Times newspaper gets a new size and a brand new look
Published: July 14, 2008 5:00 AMWelcome to the new look for the North Thompson Times. After over 30 years as a broadsheet, the newspaper has now adopted a tabloid format.
Actually, the look isn’t new. The Times started out as a tab in 1964. The original owners, Dave Berryman and family, printed it in Clearwater and their press could only accommodate the smaller format.
That continued when Frank and Christena Tonge took over. Frank can still tell horror stories about trying to get the newspaper out in -30 degree weather, with one side of him almost scorching from a red-hot heater and the other side freezing.
That all ended in September of 1977 when the Times started being printed in Kamloops.

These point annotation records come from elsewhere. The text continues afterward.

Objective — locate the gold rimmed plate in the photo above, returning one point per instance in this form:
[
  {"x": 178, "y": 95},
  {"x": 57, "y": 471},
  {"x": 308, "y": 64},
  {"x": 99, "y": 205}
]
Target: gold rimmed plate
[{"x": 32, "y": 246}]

Instead of a weekly struggle to print the paper, Frank could drop off the cardboard layout sheets, go and have a cup of coffee, come back and the newspaper would be done.
The Kamloops press was set up for a broadsheet newspaper and so the Times became a broadsheet too.
Changing back to a tabloid will have several benefits for our readers, according to Times publisher Al Kirkwood.
The most obvious is that it’s easier to hold and to read than a broadsheet, he said.
More pages will mean there are more opportunities for color photographs and features.
People coming from other communities are accustomed to the tabloid format, said Kirkwood.
For example, nearly all the newspapers in the Interior division of Black Press are tabloids.
As far as the newspaper staff is concerned, having the pages half the size as before will make layout quicker and easier, even though the content and number of column inches remain the same.